Se por um lado a disciplina legal da cessão fiduciária de título de crédito coloca os credores-fiduciários em situação extremamente privilegiada em relação aos demais credores e dificulta a recuperação da empresa, por outro, não se pode desconsiderar que a forte expectativa de retorno do capital decorrente deste tipo de garantia permite a realização de negócios com menor taxa de risco e, portanto, induz à diminuição das taxas cobradas, o que beneficia a atividade empresarial.
A interpretação adotada pelo Superior Tribunal de Justiça parece adequada à realidade, pois é importante zelar pelo bom uso do princípio da preservação da empresa economicamente viável, mas tal princípio não pode ser usado como justificativa para desrespeito à lei ou às condições contratuais pactuadas.

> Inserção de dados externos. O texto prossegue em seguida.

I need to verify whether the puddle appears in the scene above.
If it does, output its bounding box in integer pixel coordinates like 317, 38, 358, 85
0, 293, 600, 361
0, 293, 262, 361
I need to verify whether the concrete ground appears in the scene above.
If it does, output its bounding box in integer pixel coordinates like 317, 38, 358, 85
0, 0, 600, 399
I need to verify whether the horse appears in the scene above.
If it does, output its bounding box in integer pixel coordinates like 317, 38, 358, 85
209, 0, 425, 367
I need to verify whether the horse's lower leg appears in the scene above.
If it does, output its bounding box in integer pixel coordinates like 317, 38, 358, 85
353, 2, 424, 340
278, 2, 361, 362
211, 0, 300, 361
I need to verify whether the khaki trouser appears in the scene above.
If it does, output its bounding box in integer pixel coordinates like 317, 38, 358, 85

Por: Thaís de Souza França.
1-Código Civil – Artigo 83: “Consideram-se móveis para os efeitos legais: (…) III – os direitos pessoais de caráter patrimonial e respectivas ações”.
2- Lei 4.728/1965 – Artigo 66-B: Art. 66-B. O contrato de alienação fiduciária celebrado no âmbito do mercado financeiro e de capitais, bem como em garantia de créditos fiscais e previdenciários, deverá conter, além dos requisitos definidos na Lei 10.406, de 10 de janeiro de 2002 – Código Civil, a taxa de juros, a cláusula penal, o índice de atualização monetária, se houver, e as demais comissões e encargos. (…)§ 3o É admitida a alienação fiduciária de coisa fungível e a cessão fiduciária de direitos sobre coisas móveis, bem como de títulos de crédito, hipóteses em que, salvo disposição em contrário, a posse direta e indireta do bem objeto da propriedade fiduciária ou do título representativo do direito ou do crédito é atribuída ao credor, que, em caso de inadimplemento ou mora da obrigação garantida, poderá vender a terceiros o bem objeto da propriedade fiduciária independente de leilão, hasta pública ou qualquer outra medida judicial ou extrajudicial, devendo aplicar o preço da venda no pagamento do seu crédito e das despesas decorrentes da realização da garantia, entregando ao devedor o saldo, se houver, acompanhado do demonstrativo da operação realizada. § 4o No tocante à cessão fiduciária de direitos sobre coisas móveis ou sobre títulos de crédito aplica-se, também, o disposto nos arts. 18 a 20 da Lei no 9.514, de 20 de novembro de 1997.
3-Lei 11.101/2005 – Artigo 49: “Estão sujeitos à recuperação judicial todos os créditos existentes na data do pedido, ainda que não vencidos”.
4-Lei 11.101/2005 – Artigo 49: (…) § 3º: “Tratando-se de credor titular da posição de proprietário fiduciário de bens móveis ou imóveis, de arrendador mercantil, de proprietário ou promitente vendedor de imóvel cujos respectivos contratos contenham cláusula de irrevogabilidade ou irretratabilidade, inclusive em incorporações imobiliárias, ou de proprietário em contrato de venda com reserva de domínio, seu crédito não se submeterá aos efeitos da recuperação judicial e prevalecerão os direitos de propriedade sobre a coisa e as condições contratuais, observada a legislação respectiva, não se permitindo, contudo, durante o prazo de suspensão a que se refere o § 4o do art. 6o desta Lei, a venda ou a retirada do estabelecimento do devedor dos bens de capital essenciais a sua atividade empresarial”.